Я посмотрел на бледного Ленчика и аж разжалобился, у него лоб вспотел, и толстые пальцы нервно подрагивали, пока он набирал своих пацанов, чтоб весь город шерстили в поисках товара.

— Во общем кирдык тебе и мне. Маркелов выставит счет с процентами. Я даже если хату продам и тачку, и, б***ь, маму с папой, и жену с котом, я и четверти суммы не наскребу.

Мне было нечего ему ответить. Мой косяк. Я уехал с поста и не дождался сменщика.

— Как с этим Маркеловым можно поговорить?

— Ты в своем уме? Жить совсем надоело?

— Ну он и так, и так меня прикопает, не? Так что мне терять? Пойду расскажу ему, какой я кретин, и пусть решает, что со мной делать.

— Понятия у тебя лоховские, Гром. Откуда ты их выдрал? Кого волнует твоя явка с повинной? Бабло — вот что всех волнует. А не ты со своими признаниями.

— У тебя есть другие предложения?

Ленчик плеснул водки в чашки и себе, и мне, но я отодвинул.

— Не пью. В завязке.

Брови вздернул и осушил залпом мою, потом свою.

— Ну подыхать на трезвую голову, наверное, интересней. А я б щас ужрался, и пусть убивают полудохлого.

Я оперся на руку, глядя на бывшего Генкиного однокурсника.

— Но ведь кто-то технику увел. И этот кто-то не мог раствориться, там электроники на фуру. Куда-то он ее поставил. Надо конкретно прошерстить всех. Город у нас небольшой, может, и повезет.

Ленчик посмотрел на меня и схватил сотовый. Генку набирает. Пусть ищут, рано или поздно найдут, куда эта фура денется? Странный акт воровства у такого видного человека как Маркелов. Леня вернулся и поджал губы, а потом выдал.

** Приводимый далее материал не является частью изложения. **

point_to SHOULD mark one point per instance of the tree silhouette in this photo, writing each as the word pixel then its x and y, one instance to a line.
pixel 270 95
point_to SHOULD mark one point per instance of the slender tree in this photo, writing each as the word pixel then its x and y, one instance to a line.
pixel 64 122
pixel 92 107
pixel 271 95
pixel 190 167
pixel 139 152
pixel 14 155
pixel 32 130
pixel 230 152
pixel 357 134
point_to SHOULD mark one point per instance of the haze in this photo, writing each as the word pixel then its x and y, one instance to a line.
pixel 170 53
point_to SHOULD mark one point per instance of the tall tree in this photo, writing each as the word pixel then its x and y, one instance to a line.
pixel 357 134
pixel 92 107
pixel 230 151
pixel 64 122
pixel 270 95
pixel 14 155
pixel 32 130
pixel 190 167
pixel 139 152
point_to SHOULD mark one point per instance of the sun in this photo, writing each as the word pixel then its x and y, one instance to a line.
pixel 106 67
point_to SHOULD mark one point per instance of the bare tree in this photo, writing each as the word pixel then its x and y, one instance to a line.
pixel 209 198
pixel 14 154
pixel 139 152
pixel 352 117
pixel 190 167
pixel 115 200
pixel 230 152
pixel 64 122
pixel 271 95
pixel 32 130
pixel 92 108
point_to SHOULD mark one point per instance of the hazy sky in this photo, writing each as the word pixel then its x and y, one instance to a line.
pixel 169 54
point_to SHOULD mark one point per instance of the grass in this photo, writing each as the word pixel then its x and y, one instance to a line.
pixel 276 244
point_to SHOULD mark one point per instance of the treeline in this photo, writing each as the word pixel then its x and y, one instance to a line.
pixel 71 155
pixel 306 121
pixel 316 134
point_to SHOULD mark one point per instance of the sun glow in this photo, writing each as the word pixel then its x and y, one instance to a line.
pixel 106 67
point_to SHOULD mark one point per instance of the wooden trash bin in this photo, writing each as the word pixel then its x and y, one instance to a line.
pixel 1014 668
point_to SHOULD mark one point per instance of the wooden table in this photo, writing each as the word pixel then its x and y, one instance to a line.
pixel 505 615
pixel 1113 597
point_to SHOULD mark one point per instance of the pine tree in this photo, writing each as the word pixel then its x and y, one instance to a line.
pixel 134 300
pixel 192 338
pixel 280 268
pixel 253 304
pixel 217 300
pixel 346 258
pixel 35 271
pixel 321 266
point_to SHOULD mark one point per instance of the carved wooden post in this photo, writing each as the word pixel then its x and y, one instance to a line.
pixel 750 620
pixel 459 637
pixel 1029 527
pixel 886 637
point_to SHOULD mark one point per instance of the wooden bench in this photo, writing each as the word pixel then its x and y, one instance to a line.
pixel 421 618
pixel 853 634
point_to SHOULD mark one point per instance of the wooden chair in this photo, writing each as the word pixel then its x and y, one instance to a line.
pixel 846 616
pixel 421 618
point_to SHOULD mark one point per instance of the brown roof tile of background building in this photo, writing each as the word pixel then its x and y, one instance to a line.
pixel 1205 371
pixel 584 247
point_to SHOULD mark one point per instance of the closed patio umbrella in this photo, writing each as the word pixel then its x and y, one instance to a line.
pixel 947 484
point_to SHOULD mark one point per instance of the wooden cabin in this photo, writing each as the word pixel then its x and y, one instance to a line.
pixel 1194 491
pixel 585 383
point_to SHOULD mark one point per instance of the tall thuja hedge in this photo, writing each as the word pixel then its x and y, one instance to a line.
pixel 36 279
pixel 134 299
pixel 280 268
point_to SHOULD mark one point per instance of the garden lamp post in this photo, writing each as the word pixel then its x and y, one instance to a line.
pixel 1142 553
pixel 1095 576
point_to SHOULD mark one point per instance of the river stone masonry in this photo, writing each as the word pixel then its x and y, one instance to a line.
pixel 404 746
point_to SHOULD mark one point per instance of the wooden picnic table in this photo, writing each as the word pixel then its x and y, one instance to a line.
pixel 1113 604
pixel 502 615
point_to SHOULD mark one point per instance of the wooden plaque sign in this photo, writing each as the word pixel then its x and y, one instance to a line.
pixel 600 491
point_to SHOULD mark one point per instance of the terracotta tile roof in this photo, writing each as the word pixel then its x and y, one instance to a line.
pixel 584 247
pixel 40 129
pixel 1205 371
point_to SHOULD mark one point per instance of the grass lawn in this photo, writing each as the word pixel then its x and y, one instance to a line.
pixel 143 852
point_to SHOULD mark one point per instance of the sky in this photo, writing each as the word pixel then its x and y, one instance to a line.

— От Маркелова звонили, пронюхал уже. Счет выставил в два раза больше и на счетчик нас поставил. Сказал, вздернет каждого работника моей фирмы и их семьи.

Я резко поднялся.

— Не вздернет. Куда ехать, скажи? Я сам с ним поговорю.

Леня нервно заржал.

— Ты дебил? Ну скажу, ну поедешь и сдохнешь там.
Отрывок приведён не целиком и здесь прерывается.